Zunächst gingen Ermittler davon aus, dass vier Wachschutzbedienstete in den Diebstahl involviert seien. Einer sollte den Tätern Unterlagen zum Grünen Gewölbe verschafft haben. Doch nachdem es keine Beweise hierfür gab, kam der festgenommene Wachmann frei. Im März 2020 veröffentliche die Polizei das erste Phantombild eines Verdächtigen. Insgesamt gehen die Ermittler von sieben Tätern aus, die den direkten Einbruch durchführten. Bei einem Mann auf einem Fahndungsfoto sollte es sich um denjenigen handeln, der den Fluchtwagen vorher in Magdeburg abholte. Im September 2020 stellten die Beamten bei Durchsuchungen in einem Internetcafé im Berliner Stadtteil Neukölln sowie einer Privatwohnung mehrere Beweise sicher. Diese führten dazu, dass die Polizei am 17. November 2020 drei Tatverdächtige festnahm, die Mitglieder des Remmo-Clans sein sollen. Auf Aufnahmen, die Ermittler und Staatsanwaltschaft am 11. März 2021 veröffentlichten, seien nun weitere mutmaßliche Helfer zu sehen.

Was wurde entwendet?

Der Wert der entwendeten Objekte lässt sich insgesamt nicht genau beziffern. Das liegt daran, dass solche Schmuckstücke im Kunsthandel kaum zu finden sind. Da es sich um einzigartige Juwelen und Kunst handelt, nimmt dies vor allem Einfluss auf die Höhe des ideellen Schadens. Die Besonderheit besteht hier vor allem darin, dass die Garnituren August des Starken vollständig erhalten blieben. Das verleiht dem gesamten Schatz einen hohen kulturhistorischen Wert. Bei den gestohlenen Objekten handelt es sich um Teile der Diamantrosengarnitur, der Brillantgarnitur und des Schmucks der Königinnen. Darunter sind verschiedene Schmuckstücke wie Schuhschnallen, Knöpfe oder Hutschmuck. Außerdem entwendeten die Diebe einen Degen sowie ein Collier und eine Brustschleife von Königin Amalie Auguste.
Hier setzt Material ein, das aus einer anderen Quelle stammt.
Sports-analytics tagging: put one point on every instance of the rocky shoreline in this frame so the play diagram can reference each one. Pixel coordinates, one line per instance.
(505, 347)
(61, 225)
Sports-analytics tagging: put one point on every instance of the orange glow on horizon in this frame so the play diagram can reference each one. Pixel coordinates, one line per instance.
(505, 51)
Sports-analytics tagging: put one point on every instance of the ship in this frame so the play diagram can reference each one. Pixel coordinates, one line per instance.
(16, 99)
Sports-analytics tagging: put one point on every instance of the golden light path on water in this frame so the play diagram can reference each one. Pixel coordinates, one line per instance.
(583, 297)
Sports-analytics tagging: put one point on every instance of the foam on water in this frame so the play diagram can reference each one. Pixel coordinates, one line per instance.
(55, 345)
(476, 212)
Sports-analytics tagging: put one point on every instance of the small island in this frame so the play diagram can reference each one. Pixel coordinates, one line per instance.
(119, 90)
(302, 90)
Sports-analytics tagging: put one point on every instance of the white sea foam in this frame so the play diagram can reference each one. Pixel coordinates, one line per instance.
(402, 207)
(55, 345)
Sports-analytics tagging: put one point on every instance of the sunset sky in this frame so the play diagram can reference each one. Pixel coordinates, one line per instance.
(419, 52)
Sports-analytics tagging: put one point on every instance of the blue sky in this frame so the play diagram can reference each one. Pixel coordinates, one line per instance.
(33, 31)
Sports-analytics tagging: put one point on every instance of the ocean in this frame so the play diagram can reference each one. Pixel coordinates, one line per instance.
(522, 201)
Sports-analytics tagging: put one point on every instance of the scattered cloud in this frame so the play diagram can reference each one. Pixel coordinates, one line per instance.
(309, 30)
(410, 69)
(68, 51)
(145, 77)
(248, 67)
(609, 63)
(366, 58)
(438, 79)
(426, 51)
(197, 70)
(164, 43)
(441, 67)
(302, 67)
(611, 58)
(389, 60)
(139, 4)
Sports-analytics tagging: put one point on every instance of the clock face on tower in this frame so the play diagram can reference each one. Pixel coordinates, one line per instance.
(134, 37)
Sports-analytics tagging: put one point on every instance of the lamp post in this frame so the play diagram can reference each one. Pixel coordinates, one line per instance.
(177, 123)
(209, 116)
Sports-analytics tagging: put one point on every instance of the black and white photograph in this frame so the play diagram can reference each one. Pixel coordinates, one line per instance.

Folgen des Kunstraubs für die Staaten Kunstsammlungen Dresden

Nicht nur dem Diebstahl fielen Juwelen und Kunst zum Opfer. Darüber hinaus verteilten die Täter Löschpulver über die verbliebenen Objekte. Diese zu reinigen scheint zwar vollständig möglich, wird allerdings einige Zeit in Anspruch nehmen. Des Weiteren bleibt das Historische Grüne Gewölbe zunächst für Besucher geschlossen. Ein Termin zur Wiedereröffnung steht noch nicht fest. Und einen weiteren Umstand legte dieser spektakuläre Kunstraub dieses Schatzes offen: Die Objekte waren nicht durch eine Kunstversicherung abgesichert. Dementsprechend hat das Museum keine finanzielle Entschädigung zu erwarten. Solche Versicherungen schließen hauptsächlich private Sammler ab. Bei Museen in öffentlicher Hand verhält es sich allerdings anders. Zwar würden ihnen ebenfalls Versicherungen angeboten, doch nur Institutionen in Bayern schließen diese ab. Bei allen anderen gilt die Staatshaftung, wo entweder Bund, Land oder Kommune eintreten. Einen Raub in diesem Wert hatte hierbei niemand einberechnet.